Are Chickens Pets or Agriculture? PA Commonwealth Court Weighs In
On April 24, 2020, the Commonwealth Court issued an opinion in the case of Sabatini v. Zoning Hearing Board of Fayette County, 668 C.D. 2019. Sabatini owns a property containing approximately 1.85 acres that is zoned R-1 in Fayette County. Sabatini owns eighteen pet chickens including one rooster that have lived with his family on the property for four-and-a-half years. Sabatini does not advertise for sale chicken eggs, meat or feathers and he does not sell, butcher or eat any of the chickens. The chickens all have names, are kept in a coop but are allowed to roam on the property when they can be watched by the family.
The County Planning/Zoning Technician issued an enforcement notice for the keeping of agricultural animals on a property that is zoned residential. The Zoning Hearing Board denied Sabatini’s request to reverse the enforcement notice and the Court of Common Pleas upheld the Board’s decision.
The R1 Zoning District does not permit agriculture as a permitted use or by special exception. The Zoning Ordinance defines “Agriculture” as: “the commercial production and preparation for market of crops, livestock and livestock products, harvesting and preparation for market or use of agricultural, agronomic, horticultural, sivicultural, and aquacultural crops and commodities…”

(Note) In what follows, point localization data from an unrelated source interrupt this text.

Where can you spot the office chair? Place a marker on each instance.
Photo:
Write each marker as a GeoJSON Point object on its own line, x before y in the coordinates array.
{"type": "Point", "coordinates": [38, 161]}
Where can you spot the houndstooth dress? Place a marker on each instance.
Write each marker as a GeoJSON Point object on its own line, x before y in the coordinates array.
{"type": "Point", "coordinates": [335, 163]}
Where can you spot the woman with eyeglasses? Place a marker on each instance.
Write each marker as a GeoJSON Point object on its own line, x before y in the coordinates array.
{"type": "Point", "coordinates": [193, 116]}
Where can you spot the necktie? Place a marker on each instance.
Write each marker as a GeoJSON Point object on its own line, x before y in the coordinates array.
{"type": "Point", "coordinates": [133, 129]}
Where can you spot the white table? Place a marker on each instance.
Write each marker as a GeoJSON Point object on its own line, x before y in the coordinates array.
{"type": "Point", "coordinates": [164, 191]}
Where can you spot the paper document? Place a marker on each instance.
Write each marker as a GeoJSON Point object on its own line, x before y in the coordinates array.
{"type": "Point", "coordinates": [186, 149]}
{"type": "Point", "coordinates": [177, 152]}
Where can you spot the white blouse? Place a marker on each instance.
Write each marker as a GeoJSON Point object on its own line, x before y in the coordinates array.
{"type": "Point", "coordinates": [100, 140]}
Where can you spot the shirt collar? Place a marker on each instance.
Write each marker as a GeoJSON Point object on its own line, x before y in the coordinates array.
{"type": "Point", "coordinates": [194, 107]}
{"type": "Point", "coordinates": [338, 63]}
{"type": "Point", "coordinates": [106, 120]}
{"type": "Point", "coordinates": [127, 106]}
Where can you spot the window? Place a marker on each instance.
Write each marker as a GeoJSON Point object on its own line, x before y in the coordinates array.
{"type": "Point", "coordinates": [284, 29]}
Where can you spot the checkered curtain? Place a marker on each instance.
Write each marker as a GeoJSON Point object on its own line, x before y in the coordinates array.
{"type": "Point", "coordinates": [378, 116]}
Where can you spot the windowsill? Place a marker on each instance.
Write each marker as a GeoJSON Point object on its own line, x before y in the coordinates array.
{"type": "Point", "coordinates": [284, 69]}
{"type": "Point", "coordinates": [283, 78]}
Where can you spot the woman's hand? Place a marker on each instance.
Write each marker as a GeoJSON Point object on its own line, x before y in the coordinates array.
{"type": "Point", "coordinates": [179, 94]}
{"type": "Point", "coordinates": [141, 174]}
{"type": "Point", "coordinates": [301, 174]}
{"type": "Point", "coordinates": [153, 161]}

The Commonwealth Court held that “[t]he phrase ‘the commercial production and preparation for market of’ modifies each of the succeeding nouns, ‘crops, livestock and livestock products,’ in the list equally.” In order for the chickens in question to meet the definition of “agriculture’, even assuming they are “livestock” they must be utilized “commercially and for market.”
The Ordinance does not define “commercial” so the Court looked to the definitions in Black’s Law Dictionary and Webster’s Dictionary. “These definitions are in line with the Ordinance’s requirement that the commercial activity be done with the goal of placing the product in the ‘market’.” The Ordinance also does not define “livestock” but the Court looked again at Black’s Law Dictionary and Webster’s Dictionary to determine that chickens are livestock.
The Court found that the facts of this case show that these chickens were not raised for commercial purposes. The record shows that Sabatini was not engaged in the buying or selling of chickens or chicken-related products and the chickens were not placed on the “market” to make a profit from them. The Court further held that it could not “ignore the plain language of the Ordinance that requires agriculture to be commercial in nature.”
The Board argued that because a Section of the Zoning Ordinance governing Agriculture contained requirements and limitations for poultry enclosures did not mean that Sabatini’s use met the definition of “Agriculture”. The Court concluded that Sabatini’s keeping of these chickens is not agriculture and therefore reversed the Trial Court’s decision.
This article is not legal advice and is provided for informational purposes only. Actual legal advice can only be provided after consultation by an attorney licensed in your jurisdiction.